I want something a bit “cleaner,” though.  And by cleaner, I mean that I want something algorithmic to convert one date to another, not just a look-up table.  Check with the Java folks in your company, if you’re lucky then they may already have a fiscal calendar class that does this for you.  Or it might be Visual Basic, or C++, or something else.  But, if someone else did the hard work already, then by all means, don’t reinvent the wheel.

Here is where the approaches to updating variables start to differ.  You could do the whole thing in Java, updating variables with the Java API.  You could have a fancy XML configuration file that is interpreted and tells the system what variables to create, where to put them, and so on.  In keeping with the KISS philosophy, though, I’m going to leave the business logic separate from the variable update mechanism.  Meaning this: in this case I will use just enough program code to generate the variables, then output them to a space-delimited file.  I will then have a separate process that reads the file and updates the Essbase server.  One of the other common approaches here would be to simply output MaxL or ESSCMD script itself, then run the file.  This works great too, however, I like having “vanilla” files that I can load in to other programs if needed (or, say, use in a SQL Server DTS/SSIS job).

At the end of the day, I’ve generated a text file with conents like this:

App1 Db1 CurrentYear 2008
App1 Db1 CurrentPeriod P10
App1 Db1 CurrentWeek Week4
App2 Db1 CurrentFoo Q1

Pretty simple, right?  Note that this simplified approach is only good for setting variables with a specific App/database.  It needs to be modified a little to set global substitution variables (but I’m sure you are enterprising enough to figure this out — check the tech ref for the appropriate MaxL command).

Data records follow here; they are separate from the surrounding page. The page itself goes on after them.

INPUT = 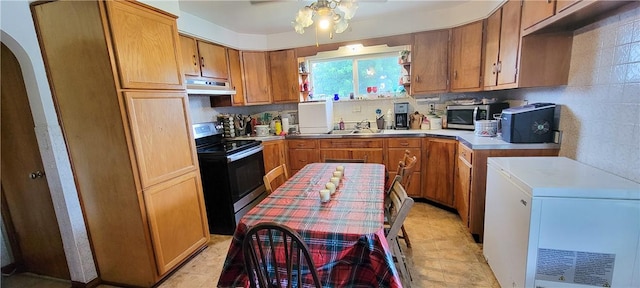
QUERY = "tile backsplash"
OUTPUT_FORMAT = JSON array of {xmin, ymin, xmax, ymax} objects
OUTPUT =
[
  {"xmin": 502, "ymin": 5, "xmax": 640, "ymax": 183},
  {"xmin": 187, "ymin": 4, "xmax": 640, "ymax": 183}
]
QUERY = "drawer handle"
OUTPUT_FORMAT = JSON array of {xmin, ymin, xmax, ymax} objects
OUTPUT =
[
  {"xmin": 461, "ymin": 151, "xmax": 466, "ymax": 157},
  {"xmin": 400, "ymin": 142, "xmax": 409, "ymax": 146}
]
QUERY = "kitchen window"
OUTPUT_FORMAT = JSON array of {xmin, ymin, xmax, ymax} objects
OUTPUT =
[{"xmin": 306, "ymin": 45, "xmax": 407, "ymax": 100}]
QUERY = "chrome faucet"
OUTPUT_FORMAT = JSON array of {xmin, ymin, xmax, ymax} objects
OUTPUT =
[{"xmin": 355, "ymin": 119, "xmax": 371, "ymax": 130}]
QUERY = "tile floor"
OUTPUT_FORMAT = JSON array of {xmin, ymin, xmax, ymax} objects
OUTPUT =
[{"xmin": 1, "ymin": 202, "xmax": 499, "ymax": 288}]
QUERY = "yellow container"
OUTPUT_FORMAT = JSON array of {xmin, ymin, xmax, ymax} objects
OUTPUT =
[{"xmin": 274, "ymin": 120, "xmax": 282, "ymax": 135}]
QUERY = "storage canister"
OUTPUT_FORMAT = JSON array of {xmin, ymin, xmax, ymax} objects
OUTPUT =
[
  {"xmin": 474, "ymin": 120, "xmax": 498, "ymax": 137},
  {"xmin": 428, "ymin": 115, "xmax": 442, "ymax": 130},
  {"xmin": 255, "ymin": 125, "xmax": 270, "ymax": 137}
]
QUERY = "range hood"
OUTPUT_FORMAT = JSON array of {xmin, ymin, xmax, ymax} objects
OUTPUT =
[{"xmin": 186, "ymin": 79, "xmax": 236, "ymax": 96}]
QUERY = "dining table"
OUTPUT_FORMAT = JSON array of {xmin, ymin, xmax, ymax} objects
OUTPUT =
[{"xmin": 217, "ymin": 163, "xmax": 402, "ymax": 288}]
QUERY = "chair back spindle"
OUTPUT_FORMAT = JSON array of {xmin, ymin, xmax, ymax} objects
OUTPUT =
[{"xmin": 243, "ymin": 222, "xmax": 321, "ymax": 288}]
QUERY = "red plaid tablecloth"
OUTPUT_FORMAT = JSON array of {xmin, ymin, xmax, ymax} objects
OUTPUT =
[{"xmin": 217, "ymin": 163, "xmax": 402, "ymax": 288}]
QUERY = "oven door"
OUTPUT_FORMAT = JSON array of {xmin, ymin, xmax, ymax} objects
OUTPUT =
[{"xmin": 226, "ymin": 145, "xmax": 265, "ymax": 204}]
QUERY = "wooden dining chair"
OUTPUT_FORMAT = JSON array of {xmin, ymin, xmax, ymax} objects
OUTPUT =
[
  {"xmin": 386, "ymin": 179, "xmax": 414, "ymax": 287},
  {"xmin": 264, "ymin": 164, "xmax": 289, "ymax": 195},
  {"xmin": 393, "ymin": 150, "xmax": 417, "ymax": 248},
  {"xmin": 243, "ymin": 222, "xmax": 322, "ymax": 288}
]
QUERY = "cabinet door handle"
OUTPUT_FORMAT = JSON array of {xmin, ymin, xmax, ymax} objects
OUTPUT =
[
  {"xmin": 416, "ymin": 75, "xmax": 420, "ymax": 82},
  {"xmin": 192, "ymin": 55, "xmax": 197, "ymax": 66},
  {"xmin": 454, "ymin": 70, "xmax": 458, "ymax": 80},
  {"xmin": 201, "ymin": 57, "xmax": 205, "ymax": 67},
  {"xmin": 497, "ymin": 61, "xmax": 502, "ymax": 73},
  {"xmin": 30, "ymin": 170, "xmax": 45, "ymax": 179},
  {"xmin": 492, "ymin": 63, "xmax": 496, "ymax": 74}
]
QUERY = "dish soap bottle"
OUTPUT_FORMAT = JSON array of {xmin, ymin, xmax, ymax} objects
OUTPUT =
[{"xmin": 339, "ymin": 118, "xmax": 345, "ymax": 130}]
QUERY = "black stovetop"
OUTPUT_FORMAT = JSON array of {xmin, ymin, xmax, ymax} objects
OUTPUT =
[{"xmin": 195, "ymin": 135, "xmax": 260, "ymax": 156}]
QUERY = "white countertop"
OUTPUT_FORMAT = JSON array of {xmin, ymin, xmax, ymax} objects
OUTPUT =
[{"xmin": 235, "ymin": 129, "xmax": 560, "ymax": 150}]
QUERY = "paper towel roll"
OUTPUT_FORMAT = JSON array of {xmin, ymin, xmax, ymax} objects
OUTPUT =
[{"xmin": 282, "ymin": 118, "xmax": 290, "ymax": 133}]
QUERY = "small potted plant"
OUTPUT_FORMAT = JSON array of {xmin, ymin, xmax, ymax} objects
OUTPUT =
[{"xmin": 399, "ymin": 50, "xmax": 410, "ymax": 64}]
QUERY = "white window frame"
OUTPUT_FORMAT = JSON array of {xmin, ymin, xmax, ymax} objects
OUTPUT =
[{"xmin": 304, "ymin": 44, "xmax": 409, "ymax": 100}]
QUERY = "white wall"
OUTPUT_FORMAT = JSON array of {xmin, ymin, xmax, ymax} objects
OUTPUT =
[
  {"xmin": 176, "ymin": 1, "xmax": 503, "ymax": 51},
  {"xmin": 505, "ymin": 5, "xmax": 640, "ymax": 183},
  {"xmin": 0, "ymin": 0, "xmax": 97, "ymax": 283}
]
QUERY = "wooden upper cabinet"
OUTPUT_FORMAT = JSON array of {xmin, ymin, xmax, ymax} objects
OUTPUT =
[
  {"xmin": 241, "ymin": 51, "xmax": 272, "ymax": 105},
  {"xmin": 198, "ymin": 41, "xmax": 229, "ymax": 80},
  {"xmin": 124, "ymin": 91, "xmax": 198, "ymax": 188},
  {"xmin": 105, "ymin": 1, "xmax": 183, "ymax": 90},
  {"xmin": 497, "ymin": 0, "xmax": 522, "ymax": 87},
  {"xmin": 521, "ymin": 0, "xmax": 556, "ymax": 30},
  {"xmin": 556, "ymin": 0, "xmax": 580, "ymax": 13},
  {"xmin": 411, "ymin": 30, "xmax": 449, "ymax": 95},
  {"xmin": 269, "ymin": 49, "xmax": 300, "ymax": 103},
  {"xmin": 484, "ymin": 8, "xmax": 502, "ymax": 90},
  {"xmin": 179, "ymin": 35, "xmax": 200, "ymax": 76},
  {"xmin": 484, "ymin": 0, "xmax": 522, "ymax": 90},
  {"xmin": 227, "ymin": 48, "xmax": 245, "ymax": 106},
  {"xmin": 450, "ymin": 20, "xmax": 484, "ymax": 92},
  {"xmin": 178, "ymin": 35, "xmax": 229, "ymax": 81}
]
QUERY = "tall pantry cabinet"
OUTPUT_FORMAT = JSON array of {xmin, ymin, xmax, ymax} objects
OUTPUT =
[{"xmin": 31, "ymin": 1, "xmax": 209, "ymax": 287}]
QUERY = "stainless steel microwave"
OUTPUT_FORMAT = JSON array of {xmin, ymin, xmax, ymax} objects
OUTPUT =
[{"xmin": 446, "ymin": 103, "xmax": 509, "ymax": 130}]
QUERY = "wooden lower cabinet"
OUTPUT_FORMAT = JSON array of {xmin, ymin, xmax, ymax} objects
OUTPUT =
[
  {"xmin": 465, "ymin": 147, "xmax": 560, "ymax": 242},
  {"xmin": 143, "ymin": 171, "xmax": 209, "ymax": 275},
  {"xmin": 454, "ymin": 143, "xmax": 473, "ymax": 227},
  {"xmin": 422, "ymin": 138, "xmax": 457, "ymax": 207},
  {"xmin": 319, "ymin": 139, "xmax": 384, "ymax": 164},
  {"xmin": 386, "ymin": 138, "xmax": 422, "ymax": 197},
  {"xmin": 287, "ymin": 139, "xmax": 320, "ymax": 174},
  {"xmin": 263, "ymin": 140, "xmax": 287, "ymax": 188}
]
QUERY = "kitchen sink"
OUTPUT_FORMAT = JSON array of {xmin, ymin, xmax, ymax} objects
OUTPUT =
[
  {"xmin": 329, "ymin": 129, "xmax": 382, "ymax": 135},
  {"xmin": 352, "ymin": 129, "xmax": 383, "ymax": 134},
  {"xmin": 329, "ymin": 130, "xmax": 356, "ymax": 134}
]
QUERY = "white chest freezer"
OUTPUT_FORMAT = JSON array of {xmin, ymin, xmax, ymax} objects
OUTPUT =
[{"xmin": 484, "ymin": 157, "xmax": 640, "ymax": 288}]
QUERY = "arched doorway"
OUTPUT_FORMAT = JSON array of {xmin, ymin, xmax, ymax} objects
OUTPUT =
[{"xmin": 1, "ymin": 42, "xmax": 70, "ymax": 280}]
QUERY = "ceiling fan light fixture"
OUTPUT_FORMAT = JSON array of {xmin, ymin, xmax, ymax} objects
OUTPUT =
[
  {"xmin": 338, "ymin": 0, "xmax": 358, "ymax": 20},
  {"xmin": 292, "ymin": 0, "xmax": 357, "ymax": 38}
]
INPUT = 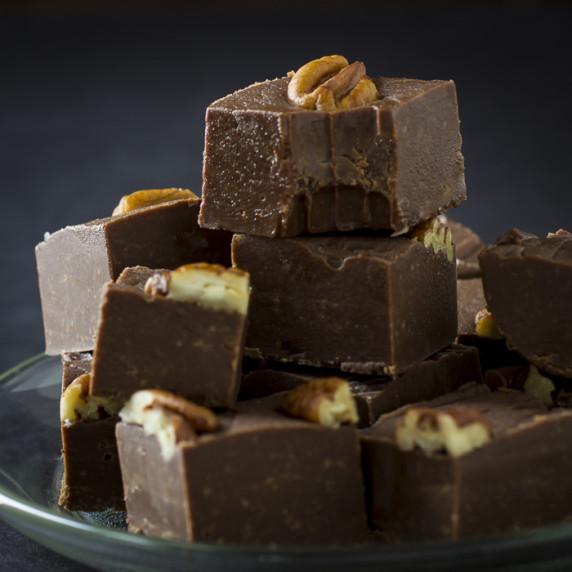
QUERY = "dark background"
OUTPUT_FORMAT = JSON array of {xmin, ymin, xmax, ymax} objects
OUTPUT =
[{"xmin": 1, "ymin": 1, "xmax": 571, "ymax": 569}]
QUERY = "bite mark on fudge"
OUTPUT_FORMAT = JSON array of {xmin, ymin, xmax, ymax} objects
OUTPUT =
[
  {"xmin": 287, "ymin": 55, "xmax": 378, "ymax": 111},
  {"xmin": 280, "ymin": 378, "xmax": 359, "ymax": 428},
  {"xmin": 144, "ymin": 262, "xmax": 250, "ymax": 315},
  {"xmin": 396, "ymin": 406, "xmax": 491, "ymax": 457},
  {"xmin": 112, "ymin": 188, "xmax": 198, "ymax": 216},
  {"xmin": 200, "ymin": 74, "xmax": 466, "ymax": 237},
  {"xmin": 120, "ymin": 389, "xmax": 219, "ymax": 461},
  {"xmin": 60, "ymin": 373, "xmax": 122, "ymax": 424}
]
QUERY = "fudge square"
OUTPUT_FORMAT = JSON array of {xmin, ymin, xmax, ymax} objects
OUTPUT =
[
  {"xmin": 360, "ymin": 382, "xmax": 572, "ymax": 542},
  {"xmin": 36, "ymin": 189, "xmax": 232, "ymax": 355},
  {"xmin": 232, "ymin": 221, "xmax": 457, "ymax": 375},
  {"xmin": 116, "ymin": 387, "xmax": 369, "ymax": 545},
  {"xmin": 89, "ymin": 264, "xmax": 249, "ymax": 408},
  {"xmin": 479, "ymin": 228, "xmax": 572, "ymax": 378},
  {"xmin": 199, "ymin": 55, "xmax": 466, "ymax": 238}
]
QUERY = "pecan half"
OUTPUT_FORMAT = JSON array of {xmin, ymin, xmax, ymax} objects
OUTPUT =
[
  {"xmin": 140, "ymin": 389, "xmax": 219, "ymax": 433},
  {"xmin": 396, "ymin": 406, "xmax": 491, "ymax": 457},
  {"xmin": 144, "ymin": 262, "xmax": 250, "ymax": 315},
  {"xmin": 121, "ymin": 389, "xmax": 219, "ymax": 433},
  {"xmin": 547, "ymin": 229, "xmax": 572, "ymax": 238},
  {"xmin": 280, "ymin": 377, "xmax": 358, "ymax": 428},
  {"xmin": 119, "ymin": 389, "xmax": 219, "ymax": 461},
  {"xmin": 144, "ymin": 271, "xmax": 171, "ymax": 296},
  {"xmin": 287, "ymin": 55, "xmax": 379, "ymax": 111},
  {"xmin": 112, "ymin": 188, "xmax": 197, "ymax": 216},
  {"xmin": 60, "ymin": 373, "xmax": 123, "ymax": 423},
  {"xmin": 411, "ymin": 218, "xmax": 454, "ymax": 262}
]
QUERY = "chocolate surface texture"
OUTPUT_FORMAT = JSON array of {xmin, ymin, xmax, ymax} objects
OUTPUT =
[
  {"xmin": 479, "ymin": 230, "xmax": 572, "ymax": 378},
  {"xmin": 116, "ymin": 396, "xmax": 368, "ymax": 545},
  {"xmin": 89, "ymin": 266, "xmax": 247, "ymax": 407},
  {"xmin": 36, "ymin": 197, "xmax": 232, "ymax": 355},
  {"xmin": 59, "ymin": 415, "xmax": 124, "ymax": 512},
  {"xmin": 240, "ymin": 344, "xmax": 482, "ymax": 427},
  {"xmin": 361, "ymin": 382, "xmax": 572, "ymax": 541},
  {"xmin": 232, "ymin": 232, "xmax": 457, "ymax": 375},
  {"xmin": 200, "ymin": 76, "xmax": 466, "ymax": 237}
]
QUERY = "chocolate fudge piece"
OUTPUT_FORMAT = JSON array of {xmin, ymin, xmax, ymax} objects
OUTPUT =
[
  {"xmin": 240, "ymin": 344, "xmax": 482, "ymax": 427},
  {"xmin": 36, "ymin": 190, "xmax": 232, "ymax": 355},
  {"xmin": 361, "ymin": 382, "xmax": 572, "ymax": 541},
  {"xmin": 232, "ymin": 227, "xmax": 457, "ymax": 375},
  {"xmin": 116, "ymin": 389, "xmax": 369, "ymax": 545},
  {"xmin": 61, "ymin": 351, "xmax": 93, "ymax": 390},
  {"xmin": 445, "ymin": 217, "xmax": 484, "ymax": 279},
  {"xmin": 59, "ymin": 374, "xmax": 124, "ymax": 512},
  {"xmin": 479, "ymin": 229, "xmax": 572, "ymax": 378},
  {"xmin": 200, "ymin": 73, "xmax": 465, "ymax": 237},
  {"xmin": 90, "ymin": 264, "xmax": 249, "ymax": 407}
]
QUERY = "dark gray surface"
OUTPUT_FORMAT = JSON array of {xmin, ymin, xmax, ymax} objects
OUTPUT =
[{"xmin": 1, "ymin": 3, "xmax": 571, "ymax": 570}]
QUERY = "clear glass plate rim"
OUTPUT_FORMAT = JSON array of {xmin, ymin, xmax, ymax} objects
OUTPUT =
[{"xmin": 2, "ymin": 353, "xmax": 572, "ymax": 563}]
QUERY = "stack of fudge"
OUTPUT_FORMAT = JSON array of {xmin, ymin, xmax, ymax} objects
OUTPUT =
[{"xmin": 35, "ymin": 55, "xmax": 572, "ymax": 546}]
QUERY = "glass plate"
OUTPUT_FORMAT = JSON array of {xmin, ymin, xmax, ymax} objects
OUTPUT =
[{"xmin": 3, "ymin": 356, "xmax": 572, "ymax": 572}]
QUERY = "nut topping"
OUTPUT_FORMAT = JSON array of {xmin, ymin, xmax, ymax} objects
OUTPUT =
[
  {"xmin": 280, "ymin": 377, "xmax": 358, "ymax": 428},
  {"xmin": 523, "ymin": 365, "xmax": 555, "ymax": 407},
  {"xmin": 144, "ymin": 271, "xmax": 171, "ymax": 296},
  {"xmin": 396, "ymin": 406, "xmax": 492, "ymax": 457},
  {"xmin": 412, "ymin": 218, "xmax": 454, "ymax": 262},
  {"xmin": 120, "ymin": 389, "xmax": 219, "ymax": 461},
  {"xmin": 136, "ymin": 389, "xmax": 219, "ymax": 433},
  {"xmin": 143, "ymin": 262, "xmax": 250, "ymax": 315},
  {"xmin": 547, "ymin": 229, "xmax": 572, "ymax": 238},
  {"xmin": 287, "ymin": 55, "xmax": 379, "ymax": 111},
  {"xmin": 112, "ymin": 188, "xmax": 197, "ymax": 216},
  {"xmin": 60, "ymin": 373, "xmax": 123, "ymax": 424},
  {"xmin": 474, "ymin": 308, "xmax": 504, "ymax": 340}
]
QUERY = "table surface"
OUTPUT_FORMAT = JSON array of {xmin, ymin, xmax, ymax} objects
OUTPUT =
[{"xmin": 1, "ymin": 2, "xmax": 571, "ymax": 569}]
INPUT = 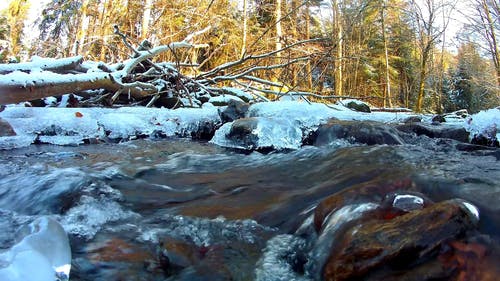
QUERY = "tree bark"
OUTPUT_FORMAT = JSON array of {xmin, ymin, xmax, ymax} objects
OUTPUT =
[
  {"xmin": 305, "ymin": 1, "xmax": 313, "ymax": 90},
  {"xmin": 0, "ymin": 72, "xmax": 133, "ymax": 105},
  {"xmin": 381, "ymin": 0, "xmax": 392, "ymax": 107},
  {"xmin": 275, "ymin": 0, "xmax": 283, "ymax": 55},
  {"xmin": 241, "ymin": 0, "xmax": 248, "ymax": 57},
  {"xmin": 479, "ymin": 0, "xmax": 500, "ymax": 86},
  {"xmin": 332, "ymin": 0, "xmax": 343, "ymax": 96},
  {"xmin": 142, "ymin": 0, "xmax": 153, "ymax": 40}
]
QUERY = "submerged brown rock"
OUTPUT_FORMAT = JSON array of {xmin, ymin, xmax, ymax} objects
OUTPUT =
[{"xmin": 322, "ymin": 200, "xmax": 479, "ymax": 281}]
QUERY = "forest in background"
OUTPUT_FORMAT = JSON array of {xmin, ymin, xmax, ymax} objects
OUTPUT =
[{"xmin": 0, "ymin": 0, "xmax": 499, "ymax": 113}]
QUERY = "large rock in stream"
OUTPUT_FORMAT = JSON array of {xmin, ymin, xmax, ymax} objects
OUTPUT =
[
  {"xmin": 320, "ymin": 199, "xmax": 482, "ymax": 281},
  {"xmin": 312, "ymin": 120, "xmax": 405, "ymax": 146},
  {"xmin": 219, "ymin": 100, "xmax": 250, "ymax": 123},
  {"xmin": 210, "ymin": 117, "xmax": 303, "ymax": 151},
  {"xmin": 396, "ymin": 123, "xmax": 470, "ymax": 143}
]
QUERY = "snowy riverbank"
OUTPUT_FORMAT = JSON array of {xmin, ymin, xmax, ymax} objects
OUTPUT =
[{"xmin": 0, "ymin": 101, "xmax": 498, "ymax": 150}]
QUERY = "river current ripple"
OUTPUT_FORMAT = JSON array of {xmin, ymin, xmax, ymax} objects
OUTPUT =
[{"xmin": 0, "ymin": 139, "xmax": 499, "ymax": 280}]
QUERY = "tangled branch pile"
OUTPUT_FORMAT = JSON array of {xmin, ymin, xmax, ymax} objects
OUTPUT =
[{"xmin": 0, "ymin": 28, "xmax": 325, "ymax": 107}]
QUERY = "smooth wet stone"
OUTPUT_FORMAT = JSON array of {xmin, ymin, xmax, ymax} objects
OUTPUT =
[
  {"xmin": 0, "ymin": 118, "xmax": 16, "ymax": 136},
  {"xmin": 227, "ymin": 117, "xmax": 260, "ymax": 148},
  {"xmin": 154, "ymin": 97, "xmax": 183, "ymax": 109},
  {"xmin": 382, "ymin": 191, "xmax": 433, "ymax": 214},
  {"xmin": 432, "ymin": 114, "xmax": 447, "ymax": 124},
  {"xmin": 74, "ymin": 237, "xmax": 161, "ymax": 281},
  {"xmin": 396, "ymin": 123, "xmax": 470, "ymax": 143},
  {"xmin": 219, "ymin": 100, "xmax": 249, "ymax": 123},
  {"xmin": 470, "ymin": 134, "xmax": 499, "ymax": 147},
  {"xmin": 313, "ymin": 120, "xmax": 405, "ymax": 146},
  {"xmin": 322, "ymin": 200, "xmax": 479, "ymax": 281},
  {"xmin": 160, "ymin": 238, "xmax": 261, "ymax": 281},
  {"xmin": 403, "ymin": 116, "xmax": 422, "ymax": 124},
  {"xmin": 343, "ymin": 100, "xmax": 371, "ymax": 113},
  {"xmin": 314, "ymin": 178, "xmax": 415, "ymax": 232},
  {"xmin": 455, "ymin": 143, "xmax": 497, "ymax": 152},
  {"xmin": 190, "ymin": 119, "xmax": 217, "ymax": 140}
]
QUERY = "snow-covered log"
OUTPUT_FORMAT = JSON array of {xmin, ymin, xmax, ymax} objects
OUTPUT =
[
  {"xmin": 0, "ymin": 71, "xmax": 154, "ymax": 105},
  {"xmin": 0, "ymin": 56, "xmax": 84, "ymax": 75}
]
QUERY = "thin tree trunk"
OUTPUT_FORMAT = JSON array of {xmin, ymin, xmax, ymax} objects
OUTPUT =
[
  {"xmin": 241, "ymin": 0, "xmax": 248, "ymax": 57},
  {"xmin": 480, "ymin": 0, "xmax": 500, "ymax": 86},
  {"xmin": 142, "ymin": 0, "xmax": 153, "ymax": 40},
  {"xmin": 275, "ymin": 0, "xmax": 283, "ymax": 54},
  {"xmin": 381, "ymin": 0, "xmax": 392, "ymax": 107},
  {"xmin": 436, "ymin": 5, "xmax": 448, "ymax": 114},
  {"xmin": 305, "ymin": 1, "xmax": 313, "ymax": 90},
  {"xmin": 76, "ymin": 0, "xmax": 91, "ymax": 56},
  {"xmin": 416, "ymin": 56, "xmax": 428, "ymax": 112},
  {"xmin": 332, "ymin": 0, "xmax": 343, "ymax": 96}
]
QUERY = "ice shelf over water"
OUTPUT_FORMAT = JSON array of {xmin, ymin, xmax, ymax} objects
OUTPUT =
[
  {"xmin": 0, "ymin": 104, "xmax": 220, "ymax": 149},
  {"xmin": 1, "ymin": 101, "xmax": 498, "ymax": 149}
]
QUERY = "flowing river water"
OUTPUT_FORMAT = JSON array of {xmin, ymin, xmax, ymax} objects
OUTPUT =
[{"xmin": 0, "ymin": 138, "xmax": 499, "ymax": 280}]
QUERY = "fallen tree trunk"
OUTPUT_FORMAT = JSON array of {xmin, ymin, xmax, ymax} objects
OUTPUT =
[
  {"xmin": 0, "ymin": 71, "xmax": 156, "ymax": 104},
  {"xmin": 0, "ymin": 56, "xmax": 84, "ymax": 75}
]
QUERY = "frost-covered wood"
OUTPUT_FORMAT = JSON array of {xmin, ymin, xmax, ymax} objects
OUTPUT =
[
  {"xmin": 0, "ymin": 43, "xmax": 203, "ymax": 105},
  {"xmin": 0, "ymin": 32, "xmax": 328, "ymax": 106},
  {"xmin": 0, "ymin": 56, "xmax": 84, "ymax": 75}
]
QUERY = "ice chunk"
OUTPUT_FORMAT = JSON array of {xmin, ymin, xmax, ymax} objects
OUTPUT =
[
  {"xmin": 0, "ymin": 217, "xmax": 71, "ymax": 281},
  {"xmin": 210, "ymin": 118, "xmax": 303, "ymax": 150},
  {"xmin": 0, "ymin": 135, "xmax": 35, "ymax": 150}
]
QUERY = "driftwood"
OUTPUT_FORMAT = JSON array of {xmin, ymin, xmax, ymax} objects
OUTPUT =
[{"xmin": 0, "ymin": 30, "xmax": 329, "ymax": 106}]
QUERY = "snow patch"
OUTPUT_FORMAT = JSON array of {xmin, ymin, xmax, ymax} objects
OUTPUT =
[
  {"xmin": 208, "ymin": 94, "xmax": 244, "ymax": 105},
  {"xmin": 465, "ymin": 108, "xmax": 500, "ymax": 143}
]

At this point we could setup a MaxL script that takes variables on the command line and uses them in its commands to update the corresponding substitution variable, but there is also another way to do this: We can stuff the MaxL statement into our invocation of the MaxL shell itself.  In a Windows batch file, this whole process looks like this:

SET SERVER=essbaseserver
SET USER=essbaseuser
SET PW=essbasepw

REM generates subvar.conf file
REM this is your call to the Java/VB/C/whatever program that
REM updates the variable file
subvarprogram.exe

REM this isn't strictly needed but it makes me feel better
sleep 2

REM This is batch code to read subvar.conf's 4 fields and pipe
REM them into a MaxL session
REM NOTE: this is ONE line of code but may show as multiple in
REM your browser!

FOR /f "eol=; tokens=1,2,3,4 delims=, " %%i in (subvar.conf) do echo
alter database %%j.%%k set variable %%i %%l; | essmsh -s %SERVER% -l
%USER% %PW% -i 

REM You would use the below statement for the first time you need
REM to initialize the variables, but you will use the above statement
REM for updates to them (you can also just create the variables in
REM EAS)

REM FOR /f "eol=; tokens=1,2,3,4 delims=, " %%i in (subvar.conf) do
echo alter database %%j.%%k add variable %%i; | essmsh -s %SERVER% -l
%USER% %PW% -i

Always remember — there’s more than one way to do it. And always be mindful of keeping things simple — but not too simple.  Happy holidays, ya’ll.